Immunohistochemistry and evaluation

Immunohistochemistry was performed, and diagnoses were confirmed. Percentages of positive cells were assessed and assigned to one of the following parameters: negative ≤10%, and ≥10% positive. Representative tissue blocks were cut at 4 mm thickness, deparaffinized with xylene rinse, and rehydrated with distilled water through graded alcohol. IHC staining was conducted on the other four slides using a two-step procedure. Slides were then incubated overnight at 4°C in humidified chambers with human Ki-67 (Abcam, Cambridge, UK; diluted 1:200), P-Akt (Cell Signaling Technology; diluted 1:200), and cleaved caspase-3 (Asp175; diluted 1:100; Cell Signaling Technology). Slides were washed thrice with PBS and further incubated with secondary antibodies for 30 min at room temperature. After washing with PBS, immunolabeled sections were incubated with biotin-conjugated secondary antibody for 20 min at room temperature, then with peroxidase-conjugated complex (Dako) for 20 min, visualized with 3,3′-diaminobenzidine, counterstained with hematoxylin, and then examined by light microscopy.

Statistical analysis

Each experiment was performed at least thrice, and representative data are presented as mean ± standard deviation. One-way analysis of variance was used to detect differences between control and experimental groups. Analyses were performed using SPSS 20.0 software. The standard value for statistical significance was P<0.05.

Results

Effects of treatment on patient

Tumor lesions in both cervical cord and meninges were eliminated in most parts according to radiographic assessment (Figure 1A). Levels of CSF protein gradually dropped to normal (Figure 1B). The patient remained stable until November 2014, and progression-free survival (PFS) was noted as 11 months.
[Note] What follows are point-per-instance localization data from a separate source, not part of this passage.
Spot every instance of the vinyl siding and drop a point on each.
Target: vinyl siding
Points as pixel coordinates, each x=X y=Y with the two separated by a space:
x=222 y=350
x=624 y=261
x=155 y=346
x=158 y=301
Figure 1 Patient characteristics, treatment, and effect. (A) Changes of magnetic resonance imaging (MRI) appearance, before (left panel) and after (right panel) intrathecal cytarabine treatment, were compared. Tumor lesions in C3–C6 and meninges (white arrows) were partly eliminated in most regions after intrathecal cytarabine chemotherapy according to the radiographic assessment. (B) Values of cerebrospinal fluid (CSF) protein dropped to normal gradually with intrathecal cytarabine therapy from December 2013 to August 2014.

Cytarabine and PI3K/Akt/mTOR pathway inhibitors could inhibit human malignant glioma cell growth

U87 cells were selected to represent human glioma for studies. Cell viability was measured by MTT assay, plate colony formation assay, and trypan-blue dye exclusion test. Apoptosis was assessed by flow cytometry. We discovered that cytarabine treatment resulted in decreased viability in U87 cells in a dose- and time-dependent manner, with IC50 values of 554.34±70.3 and 530.7±100.7 nM after 72 and 96 h of treatment, respectively (Figure 2A). Trypan-blue dye viability test showed that both cytarabine and LY294002 and rapamycin inhibited cell growth and decreased cell viability (Figure 2B). Plate colony formation assay indicated that cytarabine significantly decreased plating efficiency of U87 cells (Figure 2C and D). Flow cytometry showed that cytarabine induced cell apoptosis in a dose-dependent manner (Figure 2E and F).

Figure 2 Cytarabine and PI3K/Akt/mTOR pathway inhibitors could inhibit growth of human malignant glioma cells. (A) U87 cells grown in 96-well trays were treated with cytarabine for 72 and 96 h. Cell viability was detected using the MTT assay. (B) Both cytarabine and LY294002 and rapamycin decreased cell viability. (C) and (D) U87 cells were observed with the number of colonies formed. (E) and (F) Cytarabine induced cell apoptosis in a dose-dependent manner. *P<0.05; **P<0.01.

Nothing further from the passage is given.